I Built My Own Fashion Dataset For Deep Learning

52,000 labeled fashion images from 10 categories

Amir Ali Hashemi

--

Image by author

Link to the dataset (including the scripts used)

When it comes to computer vision, there are two famous image datasets; handwritten digits-MNIST and fashion-MNIST. The latter dataset is provided by Zalando, one of the largest online clothing retailers, and consists of images of ten different clothing categories.

The main issue with the fashion-MNIST dataset is that it is widely acknowledged to be way too easy, overused, and unable to reflect modern computer vision challenges.

With that being the case, I decided to take advantage of this opportunity and build my own fashion dataset similar to fashion-MNIST but slightly more advanced. I wrote a web scraper script that crawled www.zalando.com and extracted the URL of images from 10 different categories as written below.

CATEGORIES = [Jacket, Pants, Jeans, Shorts, T-shirt, Pullover, Bag, Cap, Sandal, Skirt]

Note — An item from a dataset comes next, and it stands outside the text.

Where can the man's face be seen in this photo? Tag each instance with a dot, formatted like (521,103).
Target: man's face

The URLs of the images were later converted into 28 by 28-pixel images through another script. The conversion process was the most time-consuming part of this project and took 7 days to complete. Here you can see a few examples of the dataset:

Image by author

What makes this dataset more advanced compared to other fashion datasets, is that a lot of the images in the dataset contain the human model wearing the corresponding cloth. This indeed makes it more realistic and allows you to solve modern computer vision challenges.

Depending on what you are trying to solve, you could possibly merge this dataset with the fashion-MNIST dataset and have over 100K image samples.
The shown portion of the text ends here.